Moving forward, we are going to be testing the upfront combination of cabazitaxel plus carboplatin plus ADT in high volume castration sensitive disease. The idea with this approach is to attempt to obliterate the platinum-sensitive small cell clones if they exist, while the tumor is receiving its first big dose of treatment. This study will be led by the University of Minnesota team and conducted through the prostate cancer clinical trials consortium.
In order to continue to make progress against this entity, however, we will also need to address the issue of whether large scale biopsies of metastatic lesions is feasible.

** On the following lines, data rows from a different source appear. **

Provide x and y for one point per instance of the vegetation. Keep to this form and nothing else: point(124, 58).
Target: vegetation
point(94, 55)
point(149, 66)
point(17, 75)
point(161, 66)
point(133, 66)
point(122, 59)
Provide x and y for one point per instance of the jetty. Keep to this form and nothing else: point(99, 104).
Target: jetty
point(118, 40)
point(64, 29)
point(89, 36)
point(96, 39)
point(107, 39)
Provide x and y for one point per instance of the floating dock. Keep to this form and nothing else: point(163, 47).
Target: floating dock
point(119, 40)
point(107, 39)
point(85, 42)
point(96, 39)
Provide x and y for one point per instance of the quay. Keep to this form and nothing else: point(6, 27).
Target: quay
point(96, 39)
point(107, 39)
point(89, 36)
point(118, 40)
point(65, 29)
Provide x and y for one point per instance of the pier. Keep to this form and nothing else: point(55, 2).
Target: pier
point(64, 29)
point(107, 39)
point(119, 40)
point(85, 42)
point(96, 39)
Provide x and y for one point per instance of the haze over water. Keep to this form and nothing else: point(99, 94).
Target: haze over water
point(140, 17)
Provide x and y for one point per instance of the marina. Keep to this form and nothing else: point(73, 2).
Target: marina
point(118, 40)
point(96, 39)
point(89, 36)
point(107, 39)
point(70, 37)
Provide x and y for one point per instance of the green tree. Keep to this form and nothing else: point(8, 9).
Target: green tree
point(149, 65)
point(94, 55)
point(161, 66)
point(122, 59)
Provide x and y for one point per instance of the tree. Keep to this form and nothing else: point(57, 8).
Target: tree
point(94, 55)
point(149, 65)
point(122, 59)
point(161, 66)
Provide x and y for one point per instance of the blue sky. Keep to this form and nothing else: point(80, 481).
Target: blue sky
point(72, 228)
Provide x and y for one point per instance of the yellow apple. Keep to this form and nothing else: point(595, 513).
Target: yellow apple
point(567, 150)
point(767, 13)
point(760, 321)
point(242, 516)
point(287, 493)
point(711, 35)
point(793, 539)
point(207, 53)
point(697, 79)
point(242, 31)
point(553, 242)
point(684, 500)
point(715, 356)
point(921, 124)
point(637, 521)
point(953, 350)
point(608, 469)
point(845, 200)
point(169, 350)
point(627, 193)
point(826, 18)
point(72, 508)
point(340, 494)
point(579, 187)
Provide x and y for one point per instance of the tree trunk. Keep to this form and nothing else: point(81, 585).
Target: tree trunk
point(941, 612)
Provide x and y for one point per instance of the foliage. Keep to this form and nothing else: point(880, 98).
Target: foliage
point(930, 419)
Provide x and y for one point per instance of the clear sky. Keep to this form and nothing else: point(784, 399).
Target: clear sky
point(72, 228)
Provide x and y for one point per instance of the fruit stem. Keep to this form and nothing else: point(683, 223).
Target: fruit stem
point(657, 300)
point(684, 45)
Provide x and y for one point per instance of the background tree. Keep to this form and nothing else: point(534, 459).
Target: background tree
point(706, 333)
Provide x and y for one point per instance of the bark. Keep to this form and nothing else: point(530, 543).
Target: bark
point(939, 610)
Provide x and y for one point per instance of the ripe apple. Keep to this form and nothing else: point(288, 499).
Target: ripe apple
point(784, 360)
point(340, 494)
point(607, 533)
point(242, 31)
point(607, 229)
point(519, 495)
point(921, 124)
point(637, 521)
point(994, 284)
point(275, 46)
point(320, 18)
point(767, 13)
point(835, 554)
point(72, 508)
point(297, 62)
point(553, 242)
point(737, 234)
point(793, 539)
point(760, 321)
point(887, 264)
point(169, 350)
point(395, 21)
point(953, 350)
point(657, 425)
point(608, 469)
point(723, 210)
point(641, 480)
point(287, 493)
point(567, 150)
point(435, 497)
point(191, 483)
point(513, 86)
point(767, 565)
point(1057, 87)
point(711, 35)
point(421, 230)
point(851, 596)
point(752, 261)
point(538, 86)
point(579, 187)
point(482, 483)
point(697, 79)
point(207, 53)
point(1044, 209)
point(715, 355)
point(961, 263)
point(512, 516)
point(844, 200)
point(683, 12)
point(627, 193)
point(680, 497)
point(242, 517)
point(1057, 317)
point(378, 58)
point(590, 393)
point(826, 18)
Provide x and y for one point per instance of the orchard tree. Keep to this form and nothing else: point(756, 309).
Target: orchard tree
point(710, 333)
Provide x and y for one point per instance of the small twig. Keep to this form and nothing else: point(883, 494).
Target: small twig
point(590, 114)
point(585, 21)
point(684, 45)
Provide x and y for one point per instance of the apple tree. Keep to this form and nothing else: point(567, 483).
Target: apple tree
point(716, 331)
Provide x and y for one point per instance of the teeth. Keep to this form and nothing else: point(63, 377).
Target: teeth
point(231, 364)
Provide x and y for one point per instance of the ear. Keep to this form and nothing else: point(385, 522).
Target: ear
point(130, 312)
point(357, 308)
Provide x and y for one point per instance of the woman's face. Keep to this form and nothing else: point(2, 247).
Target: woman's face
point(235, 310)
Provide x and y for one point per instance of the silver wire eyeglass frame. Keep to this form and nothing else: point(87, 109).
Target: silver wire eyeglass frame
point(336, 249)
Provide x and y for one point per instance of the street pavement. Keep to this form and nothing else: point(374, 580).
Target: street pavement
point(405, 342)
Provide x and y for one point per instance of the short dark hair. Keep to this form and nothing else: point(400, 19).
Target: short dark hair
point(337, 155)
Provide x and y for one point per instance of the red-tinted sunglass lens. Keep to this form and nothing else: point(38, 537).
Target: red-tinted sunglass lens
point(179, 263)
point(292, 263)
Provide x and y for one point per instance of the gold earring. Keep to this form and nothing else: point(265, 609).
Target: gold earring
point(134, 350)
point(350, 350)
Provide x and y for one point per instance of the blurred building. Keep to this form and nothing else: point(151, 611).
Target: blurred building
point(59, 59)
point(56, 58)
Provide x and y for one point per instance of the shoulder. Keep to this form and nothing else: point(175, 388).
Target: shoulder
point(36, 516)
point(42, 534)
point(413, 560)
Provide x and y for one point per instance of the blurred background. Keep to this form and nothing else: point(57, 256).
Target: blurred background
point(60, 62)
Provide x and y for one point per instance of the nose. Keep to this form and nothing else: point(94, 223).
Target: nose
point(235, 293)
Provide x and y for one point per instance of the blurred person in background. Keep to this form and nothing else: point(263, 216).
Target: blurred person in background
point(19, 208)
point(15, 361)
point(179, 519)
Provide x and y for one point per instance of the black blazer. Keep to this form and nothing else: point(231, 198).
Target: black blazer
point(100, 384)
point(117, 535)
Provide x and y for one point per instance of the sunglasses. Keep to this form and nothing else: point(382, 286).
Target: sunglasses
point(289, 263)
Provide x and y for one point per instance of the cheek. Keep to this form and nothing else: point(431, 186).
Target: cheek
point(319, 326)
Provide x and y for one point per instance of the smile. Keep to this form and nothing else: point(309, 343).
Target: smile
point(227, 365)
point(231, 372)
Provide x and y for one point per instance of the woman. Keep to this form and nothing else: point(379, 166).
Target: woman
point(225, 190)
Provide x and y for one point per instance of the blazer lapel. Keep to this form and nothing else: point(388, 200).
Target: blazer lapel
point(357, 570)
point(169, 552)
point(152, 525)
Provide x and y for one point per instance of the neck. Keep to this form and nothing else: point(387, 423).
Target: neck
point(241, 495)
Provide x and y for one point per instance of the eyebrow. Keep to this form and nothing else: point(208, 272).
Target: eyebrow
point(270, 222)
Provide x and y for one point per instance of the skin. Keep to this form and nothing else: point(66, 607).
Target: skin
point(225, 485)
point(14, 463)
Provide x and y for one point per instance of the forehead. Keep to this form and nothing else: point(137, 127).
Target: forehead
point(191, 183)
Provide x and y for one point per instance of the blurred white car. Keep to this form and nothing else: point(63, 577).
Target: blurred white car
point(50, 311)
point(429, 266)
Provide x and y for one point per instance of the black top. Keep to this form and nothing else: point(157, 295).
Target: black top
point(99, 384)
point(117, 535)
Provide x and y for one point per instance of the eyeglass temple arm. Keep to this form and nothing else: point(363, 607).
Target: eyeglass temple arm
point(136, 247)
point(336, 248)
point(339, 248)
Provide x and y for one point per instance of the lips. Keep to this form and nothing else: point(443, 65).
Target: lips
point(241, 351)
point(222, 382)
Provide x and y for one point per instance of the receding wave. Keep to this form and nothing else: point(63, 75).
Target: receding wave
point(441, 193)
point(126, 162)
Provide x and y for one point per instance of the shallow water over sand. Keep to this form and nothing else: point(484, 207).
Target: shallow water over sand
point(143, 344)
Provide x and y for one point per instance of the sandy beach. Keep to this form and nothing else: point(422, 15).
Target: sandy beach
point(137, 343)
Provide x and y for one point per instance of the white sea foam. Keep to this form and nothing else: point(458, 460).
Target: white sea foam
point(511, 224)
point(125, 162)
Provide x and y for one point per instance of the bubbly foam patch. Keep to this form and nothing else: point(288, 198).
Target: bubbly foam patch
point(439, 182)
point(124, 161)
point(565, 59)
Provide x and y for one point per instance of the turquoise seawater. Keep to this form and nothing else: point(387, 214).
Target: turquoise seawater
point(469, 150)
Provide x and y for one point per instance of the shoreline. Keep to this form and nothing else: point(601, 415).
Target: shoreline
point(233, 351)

Much more work to do on this!
Written by: Charles Ryan, MD, B.J. Kennedy Chair in Clinical Medical Oncology, Director and Professor of Medicine, Division of Hematology, Oncology and Transplantation, University of Minnesota, Minneapolis, Minnesota
Published Date: January 22nd, 2019
1. Aggarwal R, et al. Clinical and Genomic Characterization of Treatment-Emergent Small-Cell Neuroendocrine Prostate Cancer: A Multi-institutional Prospective Study J Clin Oncol. 2018 Aug 20;36(24):2492-2503. doi: 10.1200/JCO.2017.77.6880. Epub 2018 Jul 9.
2. Aparicio AM, et al. Platinum-based chemotherapy for variant castrate-resistant prostate cancer. Clin Cancer Res. 2013 Jul 1;19(13):3621-30. doi: 10.1158/1078-0432.CCR-12-3791. Epub 2013 May 6.